Prendergast noted the importance of advancing initiatives that benefit the environment, in light of local geography.

“I do this work because in Orangeville, the environment isn’t a theory, it is a reality. We are a headwaters community. We literally drink the water from beneath our feet, so protecting nature is really about protecting ourselves,” she said. “It is about teaching people that their impact matters, no matter how small.”

When walking through the Island Lake Conservation Area in Orangeville, Prendergast said she is amazed by the wildlife she sees, whether it’s turtles on the shore or the sounds of birds chirping.

“People say we are lucky to have this, but it isn’t luck. It is the result of decades of smart planning and the foresight of those who established our conservation authorities back in the 1950s. They knew then what we have to remember now: we cannot take any of this for granted,” she told the Citizen.

“Nature isn’t some abstract thing ‘out there.’ It is the water we drink and the soil that grows our food. When we say ‘the environment’ we are literally talking about our food, our water, and our shelter. Seeing it there in front of me fuels that drive to protect it at all costs. Once it is gone, we are never getting it back.”

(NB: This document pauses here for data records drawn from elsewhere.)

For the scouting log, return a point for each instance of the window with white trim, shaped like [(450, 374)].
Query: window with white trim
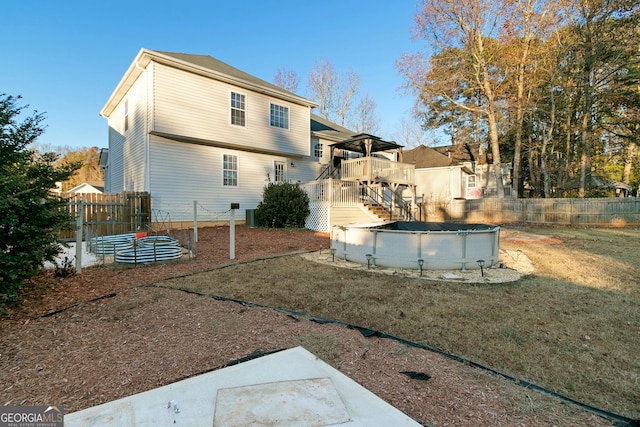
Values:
[(279, 116), (126, 115), (238, 109), (229, 170), (279, 167)]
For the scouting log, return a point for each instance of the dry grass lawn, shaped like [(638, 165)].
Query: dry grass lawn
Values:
[(572, 327)]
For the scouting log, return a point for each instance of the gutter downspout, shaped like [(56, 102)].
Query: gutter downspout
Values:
[(147, 163)]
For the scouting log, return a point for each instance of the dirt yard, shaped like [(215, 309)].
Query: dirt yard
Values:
[(115, 331)]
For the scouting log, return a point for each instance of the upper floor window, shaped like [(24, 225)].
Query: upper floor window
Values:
[(238, 109), (230, 170), (317, 149), (279, 116), (126, 115), (279, 166)]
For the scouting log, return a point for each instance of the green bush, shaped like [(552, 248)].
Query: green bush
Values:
[(283, 205), (31, 216)]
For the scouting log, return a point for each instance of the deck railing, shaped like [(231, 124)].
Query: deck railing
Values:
[(374, 169)]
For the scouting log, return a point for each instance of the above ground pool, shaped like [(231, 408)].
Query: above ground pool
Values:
[(418, 245)]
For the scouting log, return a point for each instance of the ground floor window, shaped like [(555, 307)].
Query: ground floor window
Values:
[(230, 170)]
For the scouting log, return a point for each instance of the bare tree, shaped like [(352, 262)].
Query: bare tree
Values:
[(527, 21), (287, 80), (366, 120), (333, 91), (410, 133), (466, 29)]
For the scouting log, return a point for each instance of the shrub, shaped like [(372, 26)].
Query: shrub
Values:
[(283, 205), (31, 216)]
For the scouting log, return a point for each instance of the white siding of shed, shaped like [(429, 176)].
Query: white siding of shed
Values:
[(127, 148), (194, 106), (439, 184)]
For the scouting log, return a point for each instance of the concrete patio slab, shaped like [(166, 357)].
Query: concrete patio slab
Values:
[(288, 388)]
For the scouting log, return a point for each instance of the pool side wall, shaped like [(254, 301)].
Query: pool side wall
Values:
[(440, 250)]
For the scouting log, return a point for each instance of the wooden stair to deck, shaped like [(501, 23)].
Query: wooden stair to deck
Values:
[(378, 210)]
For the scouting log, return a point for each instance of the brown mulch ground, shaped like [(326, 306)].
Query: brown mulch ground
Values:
[(140, 337)]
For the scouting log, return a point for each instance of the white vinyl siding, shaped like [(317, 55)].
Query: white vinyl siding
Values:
[(229, 170), (199, 178), (128, 141), (278, 116), (238, 109), (198, 107)]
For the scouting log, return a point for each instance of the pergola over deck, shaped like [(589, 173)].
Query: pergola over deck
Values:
[(369, 169)]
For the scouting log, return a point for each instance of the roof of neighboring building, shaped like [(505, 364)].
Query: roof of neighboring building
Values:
[(85, 187), (597, 181), (425, 157), (199, 64), (325, 129), (460, 153), (357, 143)]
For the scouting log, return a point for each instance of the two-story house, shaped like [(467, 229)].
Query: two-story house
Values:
[(190, 128)]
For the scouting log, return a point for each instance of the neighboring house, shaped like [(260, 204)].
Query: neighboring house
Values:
[(438, 178), (86, 188), (189, 128), (476, 158)]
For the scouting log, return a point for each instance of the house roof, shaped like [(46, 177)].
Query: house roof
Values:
[(357, 143), (597, 181), (425, 157), (198, 64), (325, 129)]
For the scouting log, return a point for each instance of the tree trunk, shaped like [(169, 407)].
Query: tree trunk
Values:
[(628, 163)]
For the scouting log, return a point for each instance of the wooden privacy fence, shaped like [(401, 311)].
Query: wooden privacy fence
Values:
[(108, 214), (617, 212)]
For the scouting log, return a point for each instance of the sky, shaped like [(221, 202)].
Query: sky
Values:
[(66, 57)]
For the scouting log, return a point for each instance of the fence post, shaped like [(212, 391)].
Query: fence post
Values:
[(79, 226)]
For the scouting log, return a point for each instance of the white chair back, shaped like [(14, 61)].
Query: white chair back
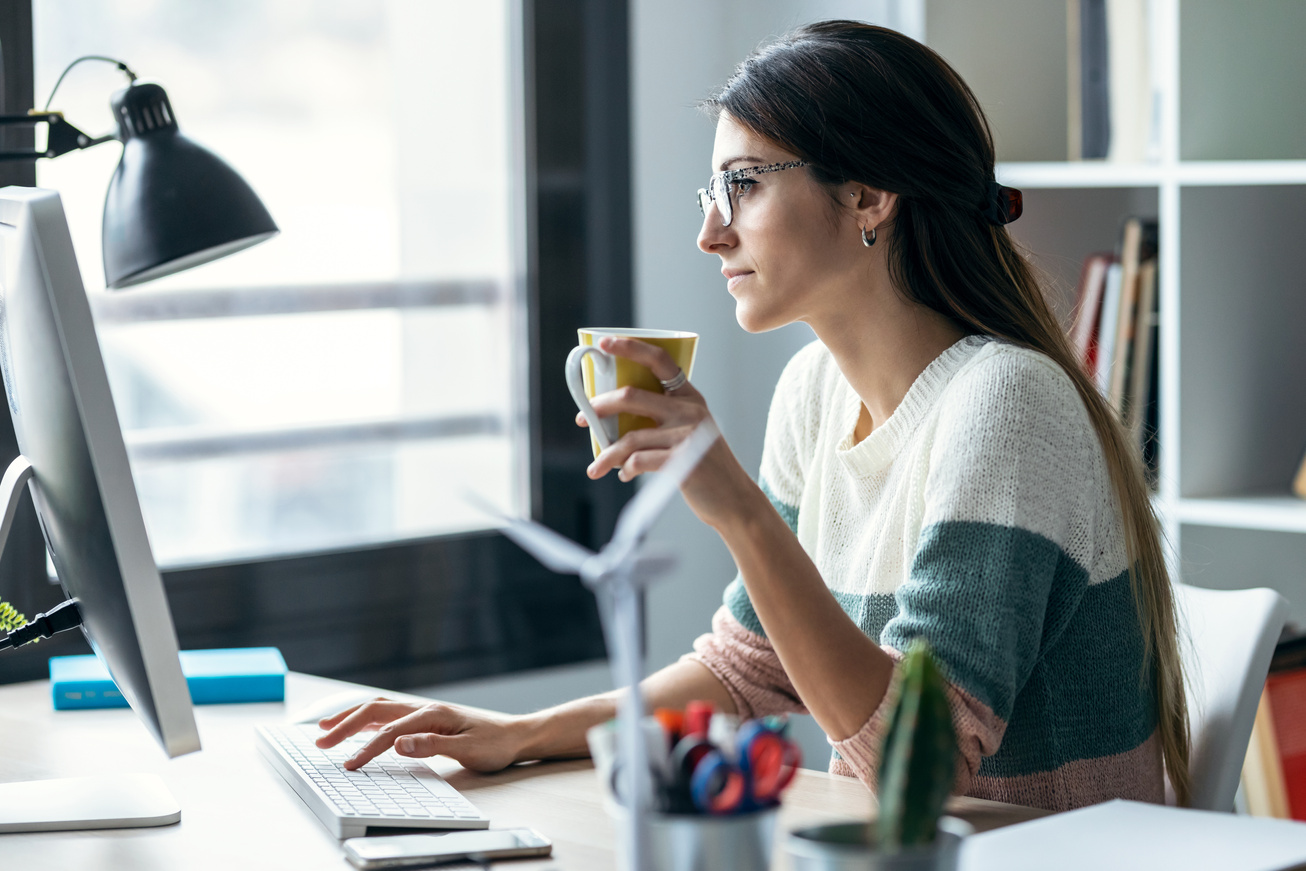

Prendergast describes stewardship as both common-sense and practical.

“Protecting our trees and wetlands isn’t just about the view, it is about protecting our property values and stopping the kind of flooding that ends up costing all of us,” she said.

“It is about being a good steward of the taxpayer dollar by treating nature like the essential infrastructure it is. Even when provincial bills like Bill 23, 5, or 68 weaken protections, we can still lead. We can pass motions, speak up, and make sure local voices are heard.

Preserving wetlands is particularly important for the province, as Ontario is home to 25 per cent of Canada’s wetlands and 6 per cent of the world’s wetlands.

“These wetlands are also Indigenous cultural landscapes, comprising the territories of many First Nations since time immemorial. Wetlands sustain a diversity of iconic wildlife, reduce the impacts of flooding and purify the water we drink,” reads a press release from Ontario Nature.

“However, Southern Ontario has lost an estimated 70 per cent of its original wetlands. In the Greater Toronto Area, around 90 per cent of the original wetlands are gone. By weakening wetland and species habitat protections in recent years, the Government of Ontario has further threatened these essential ecosystems. Despite these provincial rollbacks, people across Ontario are protecting wetlands from the ground up.”

Prendergast said collective environmental action starts with regular people taking care of the planet in the same way they take care of their home.

“That is where it starts,” she said. “If you want to be an advocate for nature, you have to enjoy it first. You have to love something to want to fight for it. So please, go outside. Take your kids or grandkids to Island Lake. Walk the trails we have right at our fingertips. Once you connect with these places, things like our community tree planting on April 25 or our May sapling giveaway don’t feel like chores. They are just how we take care of our home.”

The six other Community Champions named by Ontario Nature are Tara Bauer (executive director of Turtles Kingston), Susan Bryan (Nature Reserves chair with the Thunder Bay Field Naturalists Club), Carolynne Crawley (co-founder of Turtle Protectors, Mishiikenh Gizhaasowin), Michel Koostachin (founder of the Friends of the Attawapiskat River), Janet Stavinga (president and co-founder of Friends of Stittsville Wetlands), and Matt Thomson (community conservationist and chair of Mariposa Ecological Initiative).

Ontario Nature is a not-for-profit environmental organization with the mission of protecting wild species and spaces through advocacy, education and conservation.